Writer: Katie Mancino
EXTRA CHEESY BAKED ZITI
6 oz dry penne pasta
1 1/4 cup tomato garlic sauce
1 cup fat free ricotta cheese
1 cup reduced fat Italian Cheese Blend
1/2 medium eggplant, cubed
1 large zucchini, cubed
1. Prepare pasta according to directions on package. You can also use the microwave (cover it with water and cook on high uncovered for 9-10 minutes). Cube vegetables.
2. Combine cooked pasta with tomato sauce, ricotta, 1/2 cup shredded cheese and the vegetables.
3. Load everything into a 9×9 baking pan and pack it down.
4. Cover the top with the remaining 1/2 cup of shredded cheese.
5. Bake at 375* for about 30 minutes until cheese begins to brown.
Makes 4 servings
310 calories, 46 carbs, 6g fat, 21g protein
“With 2 cups of cheese in just 4 servings this baked ziti dish comes out creamy and delicious. It’s loaded with chunks of eggplant and zucchini for a truly enormous portion size! Healthy food doesn’t mean sacrificing taste or flavor, it just means getting creative!”
Extra Hearty Minestrone
1 white onion, chopped
1 red onion, chopped
1 cup carrots, cubed
1 cup celery, cubed
6 cloves garlic, chopped
4 small tomatoes, diced
1 medium potato, cut into small cubes
1 can red kidney beans
1 can white beans
1 small head escarole, chopped
2 medium zucchini, cut into 1/4 round slices
3 cups low sodium vegetable broth
2 cans diced tomatoes
1 package baby bella mushrooms
5 oz spaghetti, broken into 1 inch pieces
4 Tbsp parmesan cheese
1 tsp salt
1/2 tsp garlic powder
1 Tbsp oregano
1. Cook onions, carrots, celery and garlic with 1 cup water for 5-8 minutes on medium heat until soft.
2. Add potato, tomato (fresh) and escarole; cook another 3-5 minutes, add another 1 cup water.
3. Add mushrooms, zucchini, beans, canned tomato and vegetable broth; cook 8-10 minutes.

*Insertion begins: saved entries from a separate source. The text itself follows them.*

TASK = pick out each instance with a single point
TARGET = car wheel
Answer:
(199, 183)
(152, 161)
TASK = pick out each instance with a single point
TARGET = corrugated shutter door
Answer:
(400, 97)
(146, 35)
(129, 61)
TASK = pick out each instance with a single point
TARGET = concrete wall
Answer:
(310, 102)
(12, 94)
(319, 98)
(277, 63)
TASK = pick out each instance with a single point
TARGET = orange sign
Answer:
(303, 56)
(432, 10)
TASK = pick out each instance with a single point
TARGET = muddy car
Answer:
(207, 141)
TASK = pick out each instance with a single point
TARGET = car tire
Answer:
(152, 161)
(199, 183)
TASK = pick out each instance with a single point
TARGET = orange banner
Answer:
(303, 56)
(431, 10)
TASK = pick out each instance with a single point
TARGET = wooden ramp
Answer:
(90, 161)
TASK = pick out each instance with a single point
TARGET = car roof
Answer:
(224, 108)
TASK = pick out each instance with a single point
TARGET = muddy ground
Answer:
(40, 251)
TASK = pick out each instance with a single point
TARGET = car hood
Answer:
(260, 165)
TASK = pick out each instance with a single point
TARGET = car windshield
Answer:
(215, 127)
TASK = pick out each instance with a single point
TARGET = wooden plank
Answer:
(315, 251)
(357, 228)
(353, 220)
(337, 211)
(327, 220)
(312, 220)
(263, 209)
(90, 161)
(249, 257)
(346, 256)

4. Add about 6 cups of water and spices, cook another 10 minutes.
5. Add pasta, cook for 10 minutes then top off with more water.
6. Add parmesan, cook another 3-5 minutes, season to taste and enjoy!
Makes 9 servings (2.25 cups each)
201 calories, 43 carbs, 1g fat, 10g protein
“This is by far the best soup I’ve ever made! You can eat a full serving as part of a meal or have it as a half serving (pictured) as a snack! It takes about 1-1.5 hours but is honestly worth all the work and the recipe makes 9 full sized servings so your hard work WILL be rewarded! It’s super hearty & filling, with chunks of veggies like zucchini, carrots, mushrooms, celery, onion, tomato, there’s even a bit of potato in there!”